Every day I pull off their heads quite ruthlessly, and every bud I can see, to no avail.  Next day another dozen are blazing away in all their fierce yellowness.

Most of them have roots which  are tangled with things I want to keep so I am restricted to trying to dig out only those which are foolish enough to stand alone.

This in itself demands Herculean strength, since the long, long tap roots appear to be aiming for Australia, and it is necessary to use a pick and wear a Davy Lamp on my head to get at them.

Having dug one out successfully, I then sting myself (did I mention nettles?) and have to put gloves on for the rest of the battle.

I've tried swearing at them, but they just put their leaves over their heads and sing loudly.

It's beginning to look as though I will just have to stay indoors and sulk till the season is over.

Did I mention, I hate yellow?


  1. As one who's spent a good half hour this scrambling round the front lawn trying to subdue the little so and sos and who has worn-down finger nails to prove it, you have my utmost sympathy, Ray!

    1. Sympathy duly noted and appreciated Greenpatches.
      Pity it doesn't kill weeds.

  2. my grandfather had a neat little trowel thing he used to cut the dandelion root below never fought the dandelion fight!

    I was going to suggest dandelion wine or dandelion greens in a salad...I think perhaps though, it's best to hold my tongue :)

    regret your nettle bite :(

    1. Indeed Theanne.

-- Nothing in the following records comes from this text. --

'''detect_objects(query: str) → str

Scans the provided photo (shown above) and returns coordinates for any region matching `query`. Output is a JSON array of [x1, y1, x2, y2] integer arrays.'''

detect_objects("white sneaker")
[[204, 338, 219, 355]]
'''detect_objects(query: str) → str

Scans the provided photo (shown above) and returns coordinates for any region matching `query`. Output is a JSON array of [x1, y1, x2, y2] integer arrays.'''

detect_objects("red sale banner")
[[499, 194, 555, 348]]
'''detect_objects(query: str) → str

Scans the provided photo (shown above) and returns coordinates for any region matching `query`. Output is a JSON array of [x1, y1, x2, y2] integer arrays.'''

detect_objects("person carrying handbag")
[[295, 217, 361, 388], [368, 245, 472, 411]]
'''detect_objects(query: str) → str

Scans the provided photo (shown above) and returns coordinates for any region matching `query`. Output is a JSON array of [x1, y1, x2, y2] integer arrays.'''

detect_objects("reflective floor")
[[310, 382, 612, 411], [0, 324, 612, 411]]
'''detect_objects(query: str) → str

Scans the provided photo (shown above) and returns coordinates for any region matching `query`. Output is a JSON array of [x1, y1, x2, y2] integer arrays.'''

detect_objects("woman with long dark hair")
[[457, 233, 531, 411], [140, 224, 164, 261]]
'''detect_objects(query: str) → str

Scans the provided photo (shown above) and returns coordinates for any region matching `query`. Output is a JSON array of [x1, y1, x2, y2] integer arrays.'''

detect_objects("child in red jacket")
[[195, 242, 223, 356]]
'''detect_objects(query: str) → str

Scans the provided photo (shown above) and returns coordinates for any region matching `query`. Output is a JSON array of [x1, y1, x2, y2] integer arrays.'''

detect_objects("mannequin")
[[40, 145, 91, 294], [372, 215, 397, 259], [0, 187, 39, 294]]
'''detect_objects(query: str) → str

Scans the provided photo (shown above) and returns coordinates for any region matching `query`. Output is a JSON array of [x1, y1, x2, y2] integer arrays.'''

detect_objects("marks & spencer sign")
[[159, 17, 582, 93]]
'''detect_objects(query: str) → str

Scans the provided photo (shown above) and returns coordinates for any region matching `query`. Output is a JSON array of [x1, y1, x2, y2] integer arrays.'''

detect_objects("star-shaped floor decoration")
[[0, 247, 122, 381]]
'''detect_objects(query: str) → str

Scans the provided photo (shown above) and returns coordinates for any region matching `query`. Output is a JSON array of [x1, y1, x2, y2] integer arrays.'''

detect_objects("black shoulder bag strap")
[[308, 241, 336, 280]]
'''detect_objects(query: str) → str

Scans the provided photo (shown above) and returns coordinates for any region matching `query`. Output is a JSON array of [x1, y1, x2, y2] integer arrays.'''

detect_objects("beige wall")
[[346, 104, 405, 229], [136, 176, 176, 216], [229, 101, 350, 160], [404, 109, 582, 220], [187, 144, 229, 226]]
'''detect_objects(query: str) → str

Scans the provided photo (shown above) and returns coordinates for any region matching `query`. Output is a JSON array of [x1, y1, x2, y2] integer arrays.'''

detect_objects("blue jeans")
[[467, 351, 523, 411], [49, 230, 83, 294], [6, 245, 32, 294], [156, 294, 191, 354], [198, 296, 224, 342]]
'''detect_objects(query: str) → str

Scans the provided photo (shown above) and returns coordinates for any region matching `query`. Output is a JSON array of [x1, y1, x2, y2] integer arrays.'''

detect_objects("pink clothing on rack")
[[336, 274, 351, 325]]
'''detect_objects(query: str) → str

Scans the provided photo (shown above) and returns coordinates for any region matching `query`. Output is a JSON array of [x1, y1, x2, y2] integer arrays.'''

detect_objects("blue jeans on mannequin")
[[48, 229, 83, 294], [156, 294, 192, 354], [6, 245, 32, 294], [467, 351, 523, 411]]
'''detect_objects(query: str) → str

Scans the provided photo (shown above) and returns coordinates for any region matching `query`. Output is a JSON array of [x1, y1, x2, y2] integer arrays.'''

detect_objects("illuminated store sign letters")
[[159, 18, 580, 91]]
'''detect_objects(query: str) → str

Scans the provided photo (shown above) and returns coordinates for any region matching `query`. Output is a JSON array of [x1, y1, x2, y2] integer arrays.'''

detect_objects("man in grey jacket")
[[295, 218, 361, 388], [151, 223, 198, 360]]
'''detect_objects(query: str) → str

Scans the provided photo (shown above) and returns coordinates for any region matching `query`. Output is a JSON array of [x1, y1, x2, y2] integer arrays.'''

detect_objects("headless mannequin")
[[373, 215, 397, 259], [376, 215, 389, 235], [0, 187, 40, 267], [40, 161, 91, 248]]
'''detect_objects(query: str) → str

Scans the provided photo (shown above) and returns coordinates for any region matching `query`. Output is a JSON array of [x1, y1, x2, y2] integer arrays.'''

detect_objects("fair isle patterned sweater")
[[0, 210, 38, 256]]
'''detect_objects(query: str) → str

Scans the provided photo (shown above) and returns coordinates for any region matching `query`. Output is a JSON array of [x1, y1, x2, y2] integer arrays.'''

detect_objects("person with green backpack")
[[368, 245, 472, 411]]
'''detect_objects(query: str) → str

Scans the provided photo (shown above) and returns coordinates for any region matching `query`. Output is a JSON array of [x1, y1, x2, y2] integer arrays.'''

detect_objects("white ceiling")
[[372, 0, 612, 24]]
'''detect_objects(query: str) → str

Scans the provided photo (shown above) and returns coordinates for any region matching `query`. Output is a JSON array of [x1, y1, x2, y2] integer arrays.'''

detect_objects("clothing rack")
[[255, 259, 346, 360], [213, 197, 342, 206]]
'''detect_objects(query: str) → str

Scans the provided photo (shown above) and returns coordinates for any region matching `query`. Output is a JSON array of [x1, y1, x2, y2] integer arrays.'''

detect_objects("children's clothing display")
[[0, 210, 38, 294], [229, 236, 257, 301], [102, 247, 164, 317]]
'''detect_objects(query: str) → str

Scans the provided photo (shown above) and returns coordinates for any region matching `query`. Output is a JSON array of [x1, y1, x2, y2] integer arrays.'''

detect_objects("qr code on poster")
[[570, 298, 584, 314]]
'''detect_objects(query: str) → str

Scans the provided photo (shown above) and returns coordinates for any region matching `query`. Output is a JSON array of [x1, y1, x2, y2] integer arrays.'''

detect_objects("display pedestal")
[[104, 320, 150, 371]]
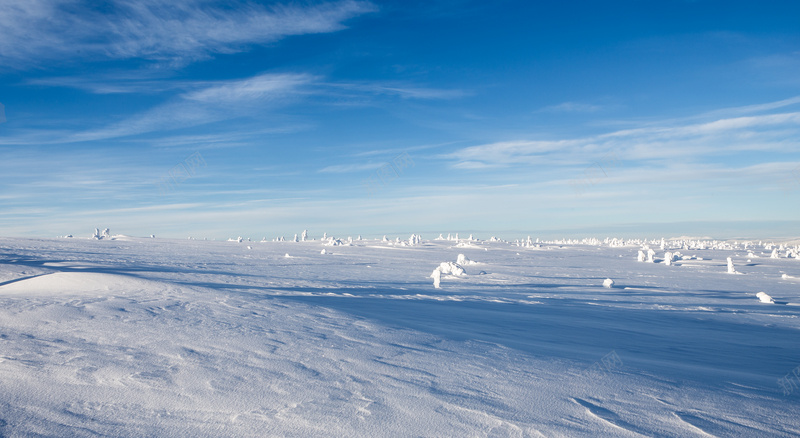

There are times when it's best to hold one's tongue.
      I'm surprised you didn't mention nettle beer.

  3. I use boiling water on weeds and it works well, of course, it depends on how many you have but each time I have some left over from a cuppa it goes on some weeds.

  4. And my dad used to put salt on them Susan, but it would need a salt mine, or, alternatively, a wine vat for the boiling water.

  5. I do sympathise, Ray, as our yard and back garden is starred all over with the blighters and we get even more in the grass in France. I cull the heads with the best of them, but as you say, they just sneer at you and grow another.

    While very much appreciating your wish to garden organically, would you feel quite so opposed to chemicals if they didn't affect the soil and other plants? I'm thinking of the new gel herbicides, which you only have to apply to a single leaf and where there is no spray to travel. Just a thought....

  6. Hmmm. Not sure Perpetua. but will give it some thought.
    The only other alternatives as I see it are, 1. a flame thrower, or 2. Moving House.

    1. Hubbie has a flame thrower but it is lethal...... very scary. There used to be a spot-on weedkiller that was very good. It has probably been banned.

  7. I think the spot on weedkiller is the same thing mentioned by Perpetua. Will probably give it a try.

  8. Ray....sorry but I love dandelions. Brave little souls, battling and succeeding against all the odds!
    I admit though that my garden is not of the civilized's still more field than garden but I loved the dandelions and daisies scattered around until David cut the grass this week.....I look forward to their return. And don't forget their diuretic properties....useful at have you tried dandelion wine? (ducks hastily).

  9. You may well duck Jean.
    If you really love dandelions that much you may come and dig up (or try to) every single one of mine.
    In fact, I'd pay you to do so.
    As for their diuretic properties !!!! I'm speechless.
    The last thing in the world I need is diuretics.
    You can go off people you know.

  10. If you lived a little closer I'd be happy to come and dig!

  11. If you lived a little closer I'd be happy to watch.